Is it States' attorneys general or the National Attorneys 
General Association? Is there a role for Congress?
    Mr. Gostin. Well, we are working certainly with the Federal 
Government, with CDC and the Department of Health and Human 
Services who have urged it, and at the State level, we are 
working with the National Association of Attorneys General, the 
Association of State and Territorial Health Officers, NASHO, 
National Conference of State Legislatures, all of the right 
people.
    Certainly, leadership in Congress would be very helpful to 
underscore this, and it would even be possible, if one wanted 
to go this way, to have as a condition of funding for a number 
of public health activities to make sure that States do have 
modern, effective public health laws.
    Senator Coleman. That is a very helpful suggestion.
    Kind of concluding with one open to all three of you, do 
you think the public has a good sense of what the threat is and 
how we are handling it? Do you think the general average 
citizen out there is comfortable with what airports are doing, 
what the private side is doing, what the legal situation is? 
Ms. Grunseth.
    Ms. Grunseth. I think the theme I heard this morning and 
that you hear all the time is information is a good thing and 
people, if they can inform themselves, they are not afraid of 
what they know. They are afraid of what they don't know, and 
contrast that with the situation in China, which was, I think, 
the exact opposite. If we can watch combat operation in Iraq 24 
hours a day, we can probably handle more information about 
things like infectious diseases.
    Senator Coleman. Dr. Cords, from the business community, 
the hotel patrons, etc., do you think they have a level of 
comfort in terms of the information that is out there and 
ability to deal with this?
    Dr. Cords. I think they have a level of comfort with what 
is available to deal with it today. I don't think they 
appreciate, as Mike Osterholm said this morning, that we could 
be looking at a second wave. I think there is a bit of a 
relaxation going on right now and I am not sure that people are 
anticipating a second wave of the virus.
    Senator Coleman. Thank you. Mr. Gostin, any final comments?
    Mr. Gostin. I think that we have done a much better job 
than we did with anthrax, where we had problems of 
communication, and I think the Federal leadership and the State 
leadership is much better and people have a better idea of risk 
perception.
    But my big worry, it is a worry about the public and also a 
worry about political leadership, is that we tend to look at 
silos. It is bioterrorism, it is SARS, it is the next disease. 

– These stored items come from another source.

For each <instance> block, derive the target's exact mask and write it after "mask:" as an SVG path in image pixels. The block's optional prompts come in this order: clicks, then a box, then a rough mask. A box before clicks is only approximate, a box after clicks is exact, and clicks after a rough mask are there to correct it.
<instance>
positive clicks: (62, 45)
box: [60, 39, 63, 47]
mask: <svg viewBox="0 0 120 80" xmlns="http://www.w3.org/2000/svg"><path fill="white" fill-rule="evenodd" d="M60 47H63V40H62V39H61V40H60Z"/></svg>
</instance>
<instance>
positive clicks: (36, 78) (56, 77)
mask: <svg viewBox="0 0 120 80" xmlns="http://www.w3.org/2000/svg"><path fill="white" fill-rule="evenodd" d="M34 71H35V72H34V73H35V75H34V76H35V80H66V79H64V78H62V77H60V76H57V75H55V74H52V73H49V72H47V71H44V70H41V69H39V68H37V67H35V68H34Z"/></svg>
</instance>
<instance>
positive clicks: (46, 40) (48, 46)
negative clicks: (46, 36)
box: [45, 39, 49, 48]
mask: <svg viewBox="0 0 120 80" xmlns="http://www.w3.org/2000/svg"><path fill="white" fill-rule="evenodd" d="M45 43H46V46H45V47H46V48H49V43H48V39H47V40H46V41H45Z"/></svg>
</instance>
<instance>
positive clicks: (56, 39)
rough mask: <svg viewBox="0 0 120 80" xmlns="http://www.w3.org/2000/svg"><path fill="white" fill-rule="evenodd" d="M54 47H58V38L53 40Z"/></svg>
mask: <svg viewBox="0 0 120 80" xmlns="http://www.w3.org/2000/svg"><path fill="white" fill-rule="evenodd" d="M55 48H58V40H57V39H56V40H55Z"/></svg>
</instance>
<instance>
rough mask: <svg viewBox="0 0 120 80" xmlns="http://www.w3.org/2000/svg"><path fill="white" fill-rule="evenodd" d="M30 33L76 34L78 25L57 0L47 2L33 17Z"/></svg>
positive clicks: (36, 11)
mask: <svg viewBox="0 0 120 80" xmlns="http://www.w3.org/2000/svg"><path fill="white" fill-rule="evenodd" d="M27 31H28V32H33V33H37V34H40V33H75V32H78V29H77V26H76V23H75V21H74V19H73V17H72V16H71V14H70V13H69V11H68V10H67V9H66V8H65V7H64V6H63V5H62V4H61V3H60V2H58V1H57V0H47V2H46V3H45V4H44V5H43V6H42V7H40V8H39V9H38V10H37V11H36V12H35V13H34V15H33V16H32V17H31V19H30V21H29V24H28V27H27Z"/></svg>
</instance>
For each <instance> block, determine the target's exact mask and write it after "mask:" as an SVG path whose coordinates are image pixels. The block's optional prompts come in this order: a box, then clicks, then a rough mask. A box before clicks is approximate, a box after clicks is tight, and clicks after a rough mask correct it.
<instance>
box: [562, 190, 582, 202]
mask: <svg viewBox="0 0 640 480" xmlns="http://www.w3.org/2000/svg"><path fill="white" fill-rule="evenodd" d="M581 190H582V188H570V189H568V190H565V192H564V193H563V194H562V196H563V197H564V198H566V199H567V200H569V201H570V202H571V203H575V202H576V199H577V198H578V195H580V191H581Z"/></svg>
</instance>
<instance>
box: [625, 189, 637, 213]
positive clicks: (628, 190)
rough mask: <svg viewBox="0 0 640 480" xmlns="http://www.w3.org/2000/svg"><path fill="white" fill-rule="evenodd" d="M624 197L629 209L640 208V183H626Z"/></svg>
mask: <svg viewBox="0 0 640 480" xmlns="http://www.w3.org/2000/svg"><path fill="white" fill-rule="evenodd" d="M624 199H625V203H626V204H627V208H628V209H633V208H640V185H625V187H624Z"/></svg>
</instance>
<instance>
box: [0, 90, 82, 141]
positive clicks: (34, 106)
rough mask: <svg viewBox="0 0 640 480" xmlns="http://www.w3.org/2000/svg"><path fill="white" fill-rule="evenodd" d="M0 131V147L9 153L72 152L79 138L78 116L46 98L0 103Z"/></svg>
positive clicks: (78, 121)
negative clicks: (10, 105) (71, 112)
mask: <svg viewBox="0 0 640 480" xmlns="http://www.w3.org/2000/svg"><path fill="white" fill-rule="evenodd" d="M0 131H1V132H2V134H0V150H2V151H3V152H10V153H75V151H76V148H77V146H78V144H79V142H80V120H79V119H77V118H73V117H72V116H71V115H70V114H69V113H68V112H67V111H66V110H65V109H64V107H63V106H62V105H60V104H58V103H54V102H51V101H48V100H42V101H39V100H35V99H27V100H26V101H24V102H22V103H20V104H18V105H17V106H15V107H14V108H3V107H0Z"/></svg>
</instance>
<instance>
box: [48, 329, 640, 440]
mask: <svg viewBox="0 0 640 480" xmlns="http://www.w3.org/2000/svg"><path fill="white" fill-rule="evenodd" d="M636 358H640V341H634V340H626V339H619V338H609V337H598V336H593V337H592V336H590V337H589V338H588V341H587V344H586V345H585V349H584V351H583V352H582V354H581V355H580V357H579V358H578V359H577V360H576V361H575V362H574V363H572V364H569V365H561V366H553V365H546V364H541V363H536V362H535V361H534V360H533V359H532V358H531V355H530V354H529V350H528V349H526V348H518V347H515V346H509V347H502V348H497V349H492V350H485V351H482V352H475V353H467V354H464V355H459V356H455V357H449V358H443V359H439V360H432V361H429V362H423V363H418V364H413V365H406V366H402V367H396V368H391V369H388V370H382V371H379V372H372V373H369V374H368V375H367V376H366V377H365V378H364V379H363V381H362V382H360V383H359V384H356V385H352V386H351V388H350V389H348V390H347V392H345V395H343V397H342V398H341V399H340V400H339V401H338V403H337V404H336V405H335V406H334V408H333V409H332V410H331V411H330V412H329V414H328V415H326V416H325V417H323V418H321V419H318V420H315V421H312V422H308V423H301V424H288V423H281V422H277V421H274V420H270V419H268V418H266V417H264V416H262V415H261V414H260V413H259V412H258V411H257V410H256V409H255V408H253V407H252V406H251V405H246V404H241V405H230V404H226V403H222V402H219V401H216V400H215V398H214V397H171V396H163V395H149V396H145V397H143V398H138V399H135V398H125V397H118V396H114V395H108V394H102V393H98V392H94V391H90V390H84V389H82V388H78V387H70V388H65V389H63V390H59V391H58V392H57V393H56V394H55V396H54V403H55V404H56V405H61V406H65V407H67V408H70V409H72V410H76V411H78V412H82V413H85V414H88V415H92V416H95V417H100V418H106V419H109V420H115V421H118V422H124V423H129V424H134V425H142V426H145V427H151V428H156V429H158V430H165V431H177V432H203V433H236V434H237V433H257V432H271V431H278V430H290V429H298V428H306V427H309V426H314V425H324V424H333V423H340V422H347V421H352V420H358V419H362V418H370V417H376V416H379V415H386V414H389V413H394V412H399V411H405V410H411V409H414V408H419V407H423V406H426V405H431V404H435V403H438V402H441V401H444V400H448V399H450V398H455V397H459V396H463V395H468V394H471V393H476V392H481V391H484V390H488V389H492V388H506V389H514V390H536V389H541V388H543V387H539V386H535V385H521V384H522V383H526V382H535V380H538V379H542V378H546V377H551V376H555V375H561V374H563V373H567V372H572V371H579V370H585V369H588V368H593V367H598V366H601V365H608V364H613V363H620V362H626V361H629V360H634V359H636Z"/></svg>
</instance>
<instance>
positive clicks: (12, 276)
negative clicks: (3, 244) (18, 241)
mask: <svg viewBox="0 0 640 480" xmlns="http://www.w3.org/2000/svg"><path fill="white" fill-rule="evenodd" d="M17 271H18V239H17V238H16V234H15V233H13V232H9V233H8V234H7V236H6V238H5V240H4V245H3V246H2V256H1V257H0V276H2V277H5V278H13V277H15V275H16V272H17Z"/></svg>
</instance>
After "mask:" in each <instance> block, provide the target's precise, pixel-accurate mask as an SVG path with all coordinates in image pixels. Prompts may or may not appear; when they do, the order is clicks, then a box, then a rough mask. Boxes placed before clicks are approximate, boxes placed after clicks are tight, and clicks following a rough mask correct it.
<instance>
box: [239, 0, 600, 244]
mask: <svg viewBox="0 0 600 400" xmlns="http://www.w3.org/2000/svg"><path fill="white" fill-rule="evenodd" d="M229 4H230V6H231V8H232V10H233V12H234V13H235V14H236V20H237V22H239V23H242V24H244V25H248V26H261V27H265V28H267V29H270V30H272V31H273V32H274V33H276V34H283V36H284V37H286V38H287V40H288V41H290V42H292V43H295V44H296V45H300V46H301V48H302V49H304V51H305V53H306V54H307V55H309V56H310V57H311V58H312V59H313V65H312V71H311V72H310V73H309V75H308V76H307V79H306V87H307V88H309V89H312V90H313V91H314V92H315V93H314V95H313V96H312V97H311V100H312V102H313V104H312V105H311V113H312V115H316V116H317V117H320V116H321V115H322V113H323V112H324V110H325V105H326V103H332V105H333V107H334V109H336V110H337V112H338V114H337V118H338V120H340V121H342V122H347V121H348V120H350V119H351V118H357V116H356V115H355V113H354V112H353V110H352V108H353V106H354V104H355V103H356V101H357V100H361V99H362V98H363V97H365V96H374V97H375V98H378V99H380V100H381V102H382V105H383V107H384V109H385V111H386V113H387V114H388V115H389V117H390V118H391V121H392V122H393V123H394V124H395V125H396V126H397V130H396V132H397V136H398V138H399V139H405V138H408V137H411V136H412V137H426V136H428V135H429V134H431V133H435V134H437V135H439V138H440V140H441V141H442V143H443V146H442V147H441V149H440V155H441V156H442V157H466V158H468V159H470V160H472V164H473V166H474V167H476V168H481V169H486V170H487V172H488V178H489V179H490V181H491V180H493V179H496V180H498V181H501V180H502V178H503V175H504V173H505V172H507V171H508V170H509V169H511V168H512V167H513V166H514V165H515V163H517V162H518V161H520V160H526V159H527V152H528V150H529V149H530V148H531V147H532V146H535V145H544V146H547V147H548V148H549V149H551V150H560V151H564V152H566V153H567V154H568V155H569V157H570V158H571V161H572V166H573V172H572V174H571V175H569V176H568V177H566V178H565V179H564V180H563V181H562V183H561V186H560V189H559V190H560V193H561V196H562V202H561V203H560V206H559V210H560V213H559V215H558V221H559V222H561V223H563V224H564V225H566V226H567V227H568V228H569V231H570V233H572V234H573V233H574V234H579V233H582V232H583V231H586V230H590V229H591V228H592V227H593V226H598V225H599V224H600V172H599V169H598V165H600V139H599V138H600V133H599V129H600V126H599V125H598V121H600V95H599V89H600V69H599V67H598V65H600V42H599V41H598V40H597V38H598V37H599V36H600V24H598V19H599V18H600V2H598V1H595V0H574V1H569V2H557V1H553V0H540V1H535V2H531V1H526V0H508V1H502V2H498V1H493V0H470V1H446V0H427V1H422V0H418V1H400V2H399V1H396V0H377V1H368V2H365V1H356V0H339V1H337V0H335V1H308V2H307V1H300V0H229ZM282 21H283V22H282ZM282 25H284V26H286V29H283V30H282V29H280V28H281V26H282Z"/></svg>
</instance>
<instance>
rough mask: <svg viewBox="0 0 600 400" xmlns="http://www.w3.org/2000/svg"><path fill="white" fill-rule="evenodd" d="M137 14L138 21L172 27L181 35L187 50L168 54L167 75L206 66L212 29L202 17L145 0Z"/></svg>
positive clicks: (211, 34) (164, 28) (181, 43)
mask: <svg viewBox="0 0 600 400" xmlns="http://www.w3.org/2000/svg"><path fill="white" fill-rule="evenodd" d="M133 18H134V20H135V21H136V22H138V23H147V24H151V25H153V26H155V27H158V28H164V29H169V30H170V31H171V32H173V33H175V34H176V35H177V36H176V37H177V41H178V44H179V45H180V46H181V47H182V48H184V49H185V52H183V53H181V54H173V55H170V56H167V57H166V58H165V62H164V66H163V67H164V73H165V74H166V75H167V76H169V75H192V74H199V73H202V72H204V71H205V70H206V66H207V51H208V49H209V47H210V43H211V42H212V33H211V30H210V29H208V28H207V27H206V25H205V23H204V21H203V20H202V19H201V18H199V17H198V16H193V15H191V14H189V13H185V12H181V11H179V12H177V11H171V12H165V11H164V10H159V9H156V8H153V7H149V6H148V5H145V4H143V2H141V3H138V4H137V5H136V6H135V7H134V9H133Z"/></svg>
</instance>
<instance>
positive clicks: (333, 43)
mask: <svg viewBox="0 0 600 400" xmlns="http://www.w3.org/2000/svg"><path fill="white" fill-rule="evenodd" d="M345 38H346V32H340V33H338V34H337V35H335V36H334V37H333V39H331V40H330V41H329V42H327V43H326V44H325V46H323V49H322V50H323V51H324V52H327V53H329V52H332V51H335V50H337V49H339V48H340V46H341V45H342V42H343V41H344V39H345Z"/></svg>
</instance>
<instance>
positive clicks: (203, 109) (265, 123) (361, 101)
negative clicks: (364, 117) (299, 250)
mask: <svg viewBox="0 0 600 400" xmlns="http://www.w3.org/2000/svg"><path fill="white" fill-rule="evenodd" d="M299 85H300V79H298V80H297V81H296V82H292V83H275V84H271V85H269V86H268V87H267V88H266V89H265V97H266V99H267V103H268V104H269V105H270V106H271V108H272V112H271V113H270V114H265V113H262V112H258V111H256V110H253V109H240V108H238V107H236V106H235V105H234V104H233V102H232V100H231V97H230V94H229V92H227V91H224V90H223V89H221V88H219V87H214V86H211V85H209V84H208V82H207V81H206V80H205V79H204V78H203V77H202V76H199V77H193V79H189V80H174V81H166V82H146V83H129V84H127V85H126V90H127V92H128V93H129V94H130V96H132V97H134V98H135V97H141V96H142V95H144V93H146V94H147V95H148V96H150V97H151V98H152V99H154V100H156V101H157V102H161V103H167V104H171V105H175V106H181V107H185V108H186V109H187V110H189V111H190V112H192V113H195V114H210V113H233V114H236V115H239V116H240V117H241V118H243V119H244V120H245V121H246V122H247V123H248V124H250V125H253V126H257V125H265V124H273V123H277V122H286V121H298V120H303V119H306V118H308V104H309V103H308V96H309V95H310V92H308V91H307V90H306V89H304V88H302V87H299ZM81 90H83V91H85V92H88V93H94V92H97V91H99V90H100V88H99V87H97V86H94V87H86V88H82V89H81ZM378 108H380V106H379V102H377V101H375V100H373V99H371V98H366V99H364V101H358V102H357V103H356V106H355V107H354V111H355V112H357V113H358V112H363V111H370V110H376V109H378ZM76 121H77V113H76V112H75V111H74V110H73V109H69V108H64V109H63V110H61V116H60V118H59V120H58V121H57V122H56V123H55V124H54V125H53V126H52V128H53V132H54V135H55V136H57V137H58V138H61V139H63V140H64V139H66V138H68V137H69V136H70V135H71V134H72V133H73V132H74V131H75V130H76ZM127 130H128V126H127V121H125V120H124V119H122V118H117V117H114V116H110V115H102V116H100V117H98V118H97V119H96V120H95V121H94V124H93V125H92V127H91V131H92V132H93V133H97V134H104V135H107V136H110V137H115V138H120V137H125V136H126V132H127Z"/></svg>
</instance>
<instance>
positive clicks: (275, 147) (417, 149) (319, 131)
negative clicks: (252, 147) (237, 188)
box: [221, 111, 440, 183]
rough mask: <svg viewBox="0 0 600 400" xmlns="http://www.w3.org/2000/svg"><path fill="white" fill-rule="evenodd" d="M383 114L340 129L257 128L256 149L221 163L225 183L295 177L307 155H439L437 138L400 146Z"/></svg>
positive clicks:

What we really need to do in America is to make sure that we 
have a generally strong public health infrastructure. We have 
neglected not only the law but the infrastructure of public 
health for more than a century and now what we have to do is 
stop the silo funding and more generalized funding and capacity 
level at the State and local level.
    Senator Coleman. That message is certainly being heard here 
today.
    Due to time constraints, the Subcommittee was unable to 
invite all of the parties affected by this issue to present 
oral testimony. This week, we have received written statements 
from the American Public Health Association and Discovery Labs, 
Inc. Without objection, these statements will be included in 
the record.
    I want to thank all our panel members for being here today. 
I have a closing statement. I will simply enter that into the 
record. I will note that I am encouraged by what we have 
accomplished. I am still deeply concerned about what the future 
may hold.
    This hearing is adjourned.
    [Whereupon, at 11:51 a.m., the Subcommittee was adjourned.]